Рассвет встретил на крыльце, сплёвывая горькую от никотина слюну и докуривая предпоследнюю сигарету. Может, бросить? Не здоровья для, чёрта мне в том здоровье, а просто дорого стало. Ну и ради бытового героизма – должна же быть в жизни какая-то трудная, но очевидная цель? «Бросить курить» тоже сойдет. Но как-нибудь в другой раз. А сейчас надо съездить за сигаретами. И за кофе. И чай кончается. И… Что-то там ещё надо было купить. Мышеловку? Или сразу кота? Коты бесплатные. Правда, его потом кормить придётся – когда мыши кончатся. Но всё не одному зимовать. Будем вместе сидеть у печки и смотреть в окно. На волков.
Нет, к чёрту – поеду в город. Шикану на последние, схожу в нормальный магазин. В райцентре хорошего кофе и чая не купишь, пейзане пьют растворяшку и чёрную пыль индийских дорог в пакетиках. Ещё водку пьют, но не в нашей деревне. Тут одни пенсионеры остались, как Петровна, они своё уже выпили. Так что в город – как раз, пока доеду, и магазины откроются.
Завел «Делику» – старенький, но весьма проходимый микроавтобус. Моя надежда на транспортную связность. Петровна говорит, зимой раз в неделю из райцентра дорогу пробивает бульдозер, но только до крайних домов, дальше сами. Пока дизель, тарахтя, прогревался, допил кофе. Поколебавшись, выкурил последнюю сигарету – никотин уже скоро отовсюду закапает, но как под кофе не покурить? Ничего, до города потерплю, а там куплю сразу несколько блоков чего-нибудь подешевле. Муж Петровны, покойник – она так и говорит о нем: «муж мой, покойник», – растил табак-самосад. Ну, когда не был ещё покойником, разумеется. У неё и семена остались… Жаль, кофе-самосада у неё нет. Была бы полная автономия.

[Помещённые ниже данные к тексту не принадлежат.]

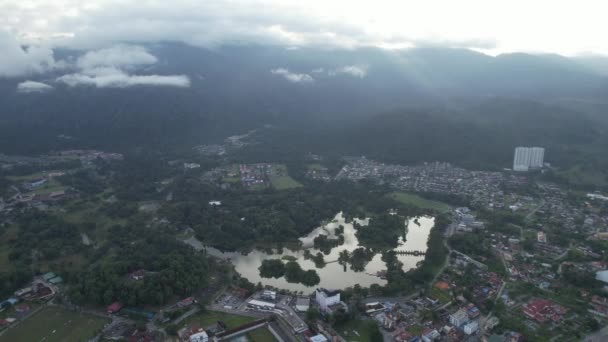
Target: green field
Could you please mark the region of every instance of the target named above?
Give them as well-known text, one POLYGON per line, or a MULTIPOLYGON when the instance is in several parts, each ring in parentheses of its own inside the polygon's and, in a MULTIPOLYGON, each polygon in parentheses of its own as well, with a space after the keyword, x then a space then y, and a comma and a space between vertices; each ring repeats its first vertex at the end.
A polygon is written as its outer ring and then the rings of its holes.
POLYGON ((436 299, 442 303, 447 303, 452 300, 450 294, 447 291, 442 291, 434 286, 431 288, 431 293, 429 294, 429 297, 436 299))
POLYGON ((277 190, 293 189, 302 186, 302 184, 289 176, 270 177, 270 184, 277 190))
POLYGON ((109 320, 96 316, 44 308, 0 336, 0 341, 86 341, 109 320))
POLYGON ((608 185, 608 177, 603 171, 586 168, 581 165, 559 171, 558 175, 565 177, 569 183, 581 186, 602 187, 608 185))
POLYGON ((302 186, 299 182, 289 177, 287 167, 283 164, 273 165, 273 176, 270 176, 270 184, 277 190, 293 189, 302 186))
POLYGON ((320 171, 320 170, 325 170, 325 166, 319 164, 319 163, 314 163, 314 164, 308 164, 307 165, 309 170, 315 170, 315 171, 320 171))
POLYGON ((334 327, 334 329, 349 342, 369 342, 372 328, 375 325, 376 322, 372 320, 351 319, 334 327))
POLYGON ((390 193, 389 196, 403 204, 414 205, 418 208, 433 209, 440 212, 450 210, 450 206, 443 202, 428 200, 426 198, 407 192, 393 192, 390 193))
POLYGON ((222 321, 226 323, 229 329, 238 327, 239 325, 243 325, 245 323, 254 321, 255 318, 248 316, 239 316, 239 315, 231 315, 223 312, 204 312, 192 317, 189 317, 186 320, 186 323, 196 323, 201 327, 208 327, 210 325, 214 325, 217 321, 222 321))
POLYGON ((266 328, 256 329, 247 334, 247 338, 251 342, 275 342, 276 339, 270 330, 266 328))

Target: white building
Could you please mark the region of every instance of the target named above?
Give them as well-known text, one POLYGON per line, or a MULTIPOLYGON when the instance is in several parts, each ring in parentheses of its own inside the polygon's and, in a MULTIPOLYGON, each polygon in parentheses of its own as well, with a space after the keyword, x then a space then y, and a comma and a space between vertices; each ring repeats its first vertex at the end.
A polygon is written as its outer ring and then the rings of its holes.
POLYGON ((450 315, 450 323, 455 327, 460 327, 469 321, 469 315, 463 309, 460 309, 450 315))
POLYGON ((327 337, 321 334, 315 335, 310 338, 310 342, 327 342, 327 337))
POLYGON ((264 292, 262 292, 262 299, 275 301, 277 300, 277 292, 264 290, 264 292))
POLYGON ((194 335, 190 335, 189 341, 190 342, 207 342, 207 341, 209 341, 209 336, 207 335, 206 332, 201 331, 194 335))
POLYGON ((516 147, 513 171, 528 171, 543 167, 545 149, 542 147, 516 147))
POLYGON ((299 297, 296 301, 296 310, 299 312, 306 312, 310 308, 310 298, 299 297))
POLYGON ((315 300, 322 311, 329 311, 330 306, 340 303, 340 291, 318 288, 315 291, 315 300))
POLYGON ((547 243, 547 235, 545 235, 545 232, 536 233, 536 241, 541 243, 547 243))
POLYGON ((467 335, 471 335, 474 332, 477 331, 477 329, 479 328, 479 324, 477 323, 477 321, 472 321, 469 322, 467 325, 464 326, 464 333, 467 335))

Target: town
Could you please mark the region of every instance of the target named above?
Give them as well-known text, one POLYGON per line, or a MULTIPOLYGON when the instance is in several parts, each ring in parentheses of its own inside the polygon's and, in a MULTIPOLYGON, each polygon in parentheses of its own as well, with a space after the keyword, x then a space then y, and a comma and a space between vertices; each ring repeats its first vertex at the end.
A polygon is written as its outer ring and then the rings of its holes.
MULTIPOLYGON (((0 210, 6 214, 25 208, 61 210, 65 203, 85 196, 69 185, 74 184, 69 183, 71 177, 78 177, 77 170, 99 173, 104 165, 117 165, 124 159, 120 154, 92 150, 63 151, 40 159, 4 158, 5 169, 43 161, 52 169, 11 176, 11 196, 0 201, 0 210), (69 167, 55 168, 60 163, 69 167)), ((553 338, 568 341, 593 334, 607 323, 605 196, 572 193, 539 180, 537 173, 470 171, 442 162, 389 165, 364 157, 343 161, 335 175, 321 158, 302 174, 320 183, 371 181, 394 191, 397 200, 449 217, 443 232, 448 254, 427 286, 399 295, 387 295, 375 286, 311 288, 306 293, 244 285, 247 281, 238 275, 235 279, 241 280, 226 284, 216 274, 218 279, 204 289, 174 297, 162 306, 113 301, 99 309, 73 303, 70 281, 63 279, 61 271, 48 270, 34 274, 27 286, 2 299, 0 339, 24 327, 35 329, 32 324, 44 326, 36 323, 42 317, 62 317, 49 324, 72 322, 49 327, 49 334, 58 329, 67 334, 71 324, 87 324, 97 340, 203 342, 241 336, 281 342, 513 342, 544 340, 548 331, 553 338)), ((242 163, 200 170, 195 159, 170 165, 176 173, 170 181, 158 183, 161 193, 178 177, 190 174, 221 191, 231 185, 246 191, 304 186, 283 164, 242 163)), ((218 194, 209 207, 222 208, 218 194)), ((104 201, 111 206, 115 200, 104 201)), ((138 208, 155 213, 159 206, 146 202, 138 208)), ((164 218, 153 222, 170 225, 164 218)), ((94 246, 87 234, 93 232, 83 233, 82 243, 94 246)), ((177 241, 205 253, 191 228, 179 234, 177 241)), ((231 268, 227 260, 217 262, 223 270, 231 268)), ((131 284, 144 284, 156 273, 142 267, 122 277, 131 284)))

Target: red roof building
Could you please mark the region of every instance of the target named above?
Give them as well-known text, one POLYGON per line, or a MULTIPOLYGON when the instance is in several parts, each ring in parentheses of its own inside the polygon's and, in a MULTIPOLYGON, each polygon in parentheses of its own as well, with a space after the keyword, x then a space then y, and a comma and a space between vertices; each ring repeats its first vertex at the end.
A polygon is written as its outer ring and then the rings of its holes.
POLYGON ((192 305, 192 303, 196 303, 196 299, 194 299, 194 297, 188 297, 177 302, 177 306, 183 308, 184 306, 192 305))
POLYGON ((547 321, 559 323, 566 311, 568 311, 563 306, 546 299, 533 299, 524 304, 522 310, 526 317, 538 323, 545 323, 547 321))
POLYGON ((118 311, 120 311, 121 309, 122 309, 122 303, 114 302, 108 306, 107 312, 109 314, 114 314, 114 313, 117 313, 118 311))
POLYGON ((16 312, 27 312, 27 311, 30 311, 30 306, 27 304, 19 304, 19 305, 15 306, 15 311, 16 312))

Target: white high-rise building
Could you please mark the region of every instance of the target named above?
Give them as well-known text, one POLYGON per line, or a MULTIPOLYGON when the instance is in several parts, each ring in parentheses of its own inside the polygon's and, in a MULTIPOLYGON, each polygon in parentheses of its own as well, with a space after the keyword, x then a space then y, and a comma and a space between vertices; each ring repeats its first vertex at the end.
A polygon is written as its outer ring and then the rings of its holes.
POLYGON ((528 171, 543 167, 545 149, 542 147, 516 147, 513 157, 514 171, 528 171))

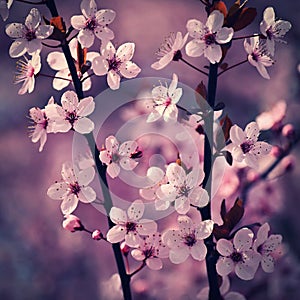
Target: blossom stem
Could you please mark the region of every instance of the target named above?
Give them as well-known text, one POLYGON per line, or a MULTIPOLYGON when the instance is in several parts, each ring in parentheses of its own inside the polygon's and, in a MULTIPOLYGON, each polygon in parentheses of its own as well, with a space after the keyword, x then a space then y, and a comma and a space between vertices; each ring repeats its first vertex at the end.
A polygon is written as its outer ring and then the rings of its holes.
POLYGON ((26 3, 26 4, 33 4, 33 5, 39 5, 39 4, 46 4, 46 0, 40 1, 40 2, 33 2, 33 1, 27 1, 27 0, 16 0, 16 2, 26 3))
POLYGON ((293 148, 300 142, 300 134, 295 137, 293 141, 291 141, 288 146, 280 153, 280 155, 277 157, 277 159, 263 172, 261 173, 258 178, 254 181, 247 182, 241 192, 241 198, 244 202, 244 205, 247 201, 248 193, 251 188, 253 188, 255 185, 257 185, 259 182, 265 180, 268 175, 277 167, 277 165, 282 161, 284 157, 289 155, 293 148))
POLYGON ((236 64, 234 64, 234 65, 228 67, 227 69, 225 69, 225 70, 223 70, 222 72, 220 72, 220 73, 218 74, 218 76, 222 75, 223 73, 225 73, 225 72, 227 72, 227 71, 229 71, 229 70, 231 70, 231 69, 233 69, 233 68, 235 68, 235 67, 238 67, 238 66, 240 66, 240 65, 242 65, 242 64, 244 64, 244 63, 246 63, 247 61, 248 61, 248 59, 245 59, 245 60, 242 60, 242 61, 240 61, 240 62, 238 62, 238 63, 236 63, 236 64))
POLYGON ((72 80, 68 79, 68 78, 63 78, 63 77, 59 77, 59 76, 52 76, 52 75, 43 74, 43 73, 39 73, 38 76, 49 77, 49 78, 56 78, 56 79, 67 80, 69 82, 72 82, 72 80))
POLYGON ((92 77, 92 76, 94 76, 94 75, 95 75, 94 72, 91 73, 91 74, 89 74, 88 76, 84 77, 84 78, 81 80, 81 82, 84 82, 85 80, 87 80, 88 78, 90 78, 90 77, 92 77))
POLYGON ((143 260, 143 263, 135 271, 133 271, 131 274, 128 275, 132 277, 133 275, 141 271, 145 266, 146 266, 146 260, 143 260))
POLYGON ((55 46, 53 46, 53 45, 48 45, 48 44, 43 43, 43 42, 42 42, 42 45, 43 45, 43 46, 46 46, 46 47, 48 47, 48 48, 53 48, 53 49, 55 49, 55 48, 60 48, 60 47, 61 47, 61 45, 55 45, 55 46))
MULTIPOLYGON (((48 9, 50 10, 52 17, 59 16, 57 8, 56 8, 55 0, 47 0, 46 5, 47 5, 48 9)), ((76 67, 74 64, 73 57, 71 55, 71 51, 70 51, 66 36, 61 41, 61 48, 62 48, 62 51, 66 58, 78 99, 83 99, 84 94, 83 94, 83 90, 82 90, 82 82, 78 78, 77 70, 76 70, 76 67)), ((107 178, 106 178, 106 166, 104 164, 102 164, 102 162, 99 159, 100 152, 99 152, 99 149, 97 148, 97 144, 95 142, 93 133, 86 134, 85 137, 87 139, 88 145, 89 145, 92 153, 94 154, 95 164, 96 164, 96 167, 97 167, 97 170, 99 173, 100 185, 102 188, 102 193, 103 193, 103 198, 104 198, 103 206, 104 206, 105 211, 108 216, 107 220, 108 220, 109 228, 112 228, 115 224, 110 220, 109 212, 110 212, 111 208, 113 207, 113 203, 112 203, 112 199, 111 199, 111 195, 110 195, 109 187, 108 187, 108 183, 107 183, 107 178)), ((119 243, 112 244, 112 248, 113 248, 115 260, 117 263, 117 267, 118 267, 118 271, 119 271, 119 275, 120 275, 120 279, 121 279, 124 300, 132 300, 131 289, 130 289, 130 278, 131 277, 126 273, 123 255, 122 255, 122 252, 120 249, 120 244, 119 243)))
POLYGON ((204 71, 198 69, 197 67, 195 67, 194 65, 192 65, 191 63, 189 63, 189 62, 188 62, 187 60, 185 60, 184 58, 181 57, 180 60, 183 61, 183 62, 184 62, 185 64, 187 64, 188 66, 190 66, 191 68, 193 68, 194 70, 196 70, 196 71, 198 71, 198 72, 200 72, 200 73, 202 73, 202 74, 208 76, 208 73, 206 73, 206 72, 204 72, 204 71))
POLYGON ((238 37, 232 38, 232 40, 243 40, 243 39, 247 39, 247 38, 251 38, 251 37, 255 37, 255 36, 260 36, 260 34, 254 33, 254 34, 245 35, 245 36, 238 36, 238 37))
MULTIPOLYGON (((215 106, 216 91, 218 82, 218 64, 210 64, 209 76, 208 76, 208 87, 207 87, 207 102, 210 107, 215 106)), ((205 118, 204 131, 204 173, 205 177, 203 180, 203 187, 206 189, 209 195, 209 203, 207 206, 199 209, 202 220, 211 219, 211 185, 212 185, 212 166, 213 166, 213 114, 208 114, 205 118)), ((218 253, 215 250, 215 244, 213 242, 213 235, 210 235, 204 240, 207 247, 207 255, 205 258, 207 277, 209 283, 209 300, 221 300, 218 285, 218 274, 216 270, 216 263, 218 260, 218 253)))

Выехал со двора, припёр жердью воротину – в знак того, что меня нет дома. Хотел Петровну спросить, не надо ли ей чего из города привезти – но её вечный наблюдательный пункт на завалинке пустовал, хотя для неё было вовсе даже не рано. Не стал беспокоить. Тем более что не надо ей ничего, это просто жест вежливости. На заборе вокруг её дома расселась стая здоровенных крупных ворон, размером с жирную чайку. Откуда ещё? Вроде, птицы не перелетные… Чёрные твари смотрели на меня недобро и вызывающе. «Ты не вейся надо мной» и всё такое. Идите нафиг, пернатые, а то, правда, ружьё куплю. Со следующего гонорара. Если он будет. Или рогатку сделаю. По волкам из окна стрелять.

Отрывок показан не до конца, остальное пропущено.